I think I understand the idea and I agree it's tempting. The problem is that not all the checks in SetupData() are status based, so there's no direct mapping from each operation to a return value.

It doesn't seem terribly bad to let the helper encapsulate some of the checks.

This revision was automatically updated to reflect the committed changes.

I don't agree with the two-stage initialization of the MinidumpParser class being introduced here. We deliberately introduced the Create static function to avoid this. If this Initialize function in checking invariants which are assumed to be hold by other parser methods, then it should be done by the Create function. Ideally this would be done before even constructing the parser object, but if this is impractical for some reason then you can make the Initialize function private and call it directly from Create. This way a user will never be able to see an malformed parser object. To make sure you propagate the error, you can change the return type of Create to llvm::Expected<MinidumpParser (the only reason we did not do this back then was that there was no precedent for using Expected in LLDB, but this is no longer the case).
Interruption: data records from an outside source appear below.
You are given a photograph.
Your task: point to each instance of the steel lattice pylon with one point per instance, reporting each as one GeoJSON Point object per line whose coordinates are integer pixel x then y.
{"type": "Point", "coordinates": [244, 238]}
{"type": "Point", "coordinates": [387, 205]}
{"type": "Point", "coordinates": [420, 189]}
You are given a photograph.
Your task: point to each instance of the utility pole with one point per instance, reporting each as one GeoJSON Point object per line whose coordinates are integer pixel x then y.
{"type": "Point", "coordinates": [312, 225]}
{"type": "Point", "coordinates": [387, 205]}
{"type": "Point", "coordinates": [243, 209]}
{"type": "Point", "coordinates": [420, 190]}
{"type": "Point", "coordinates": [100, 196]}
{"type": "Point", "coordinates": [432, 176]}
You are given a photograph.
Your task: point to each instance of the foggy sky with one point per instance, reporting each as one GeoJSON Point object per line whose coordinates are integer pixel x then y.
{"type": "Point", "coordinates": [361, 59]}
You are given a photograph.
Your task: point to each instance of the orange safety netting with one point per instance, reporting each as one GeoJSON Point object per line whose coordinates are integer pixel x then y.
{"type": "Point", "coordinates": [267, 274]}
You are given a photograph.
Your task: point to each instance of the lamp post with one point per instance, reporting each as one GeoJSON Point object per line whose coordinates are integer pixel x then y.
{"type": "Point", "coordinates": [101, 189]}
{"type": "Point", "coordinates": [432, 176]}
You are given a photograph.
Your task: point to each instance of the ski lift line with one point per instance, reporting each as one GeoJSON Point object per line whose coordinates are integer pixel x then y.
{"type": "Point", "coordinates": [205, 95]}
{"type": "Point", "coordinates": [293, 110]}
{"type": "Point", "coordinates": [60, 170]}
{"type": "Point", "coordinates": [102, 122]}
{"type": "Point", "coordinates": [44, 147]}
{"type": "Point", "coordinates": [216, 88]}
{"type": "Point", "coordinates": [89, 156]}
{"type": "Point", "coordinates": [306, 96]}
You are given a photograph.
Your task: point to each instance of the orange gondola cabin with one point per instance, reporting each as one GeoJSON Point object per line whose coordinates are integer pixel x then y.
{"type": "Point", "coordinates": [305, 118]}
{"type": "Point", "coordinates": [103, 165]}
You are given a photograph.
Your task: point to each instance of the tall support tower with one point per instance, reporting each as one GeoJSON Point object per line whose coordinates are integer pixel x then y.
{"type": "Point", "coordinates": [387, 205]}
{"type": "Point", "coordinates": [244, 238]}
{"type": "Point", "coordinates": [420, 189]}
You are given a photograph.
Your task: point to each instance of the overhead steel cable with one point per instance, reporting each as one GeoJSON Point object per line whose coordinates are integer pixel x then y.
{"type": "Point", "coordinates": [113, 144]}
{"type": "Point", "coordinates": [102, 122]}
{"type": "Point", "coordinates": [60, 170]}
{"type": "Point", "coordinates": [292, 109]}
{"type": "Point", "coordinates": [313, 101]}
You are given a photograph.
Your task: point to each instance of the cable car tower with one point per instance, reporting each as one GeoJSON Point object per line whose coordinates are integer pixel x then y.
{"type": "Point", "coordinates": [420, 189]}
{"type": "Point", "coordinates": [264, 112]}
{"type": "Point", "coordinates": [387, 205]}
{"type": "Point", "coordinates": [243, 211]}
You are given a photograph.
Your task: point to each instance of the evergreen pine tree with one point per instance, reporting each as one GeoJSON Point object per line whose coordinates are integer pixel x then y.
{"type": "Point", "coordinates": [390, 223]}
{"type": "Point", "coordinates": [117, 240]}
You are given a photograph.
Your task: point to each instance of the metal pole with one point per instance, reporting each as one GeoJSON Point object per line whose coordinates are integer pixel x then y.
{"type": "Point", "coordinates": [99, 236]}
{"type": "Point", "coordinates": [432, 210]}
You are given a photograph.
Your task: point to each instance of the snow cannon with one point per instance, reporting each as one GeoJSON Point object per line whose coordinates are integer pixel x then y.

The problem is not returning an error from Minidump::Create() - if that was
the case this could easily be improved indeed. The two-phase initialization
is a consequence of the LLDB plugin lookup:

  1. Target::CreateProcess() calls Process::FindPlugin()
  2. ProcessMinidump::CreateInstance() then has to inspect the core file to

see if it's a minidump
2b. ... if it is a minidump, we need to create a ProcessMinidump (which
calls MinidumpParser::Create())

  1. once the plugin is selected, Process::LoadCore() is finally called and

this the earliest we can do minidump-specific error checking

Note that at step 2b. we don't have a way to propagate the error since
we're just doing the plugin lookup (the most we can pass on the lookup to
the rest of the plugins). We can't easily defer the
MinidumpParser::Create() as step 2b either since that only morphs into a
different kind of two-stage initialization (having a ProcessMinidump w/o a

I agree that it would be nicer with a one step initialization but overall
changing the LLDB plugin lookup is too intrusive for the relatively small
benefit. If you have any suggestions I'd love to hear them.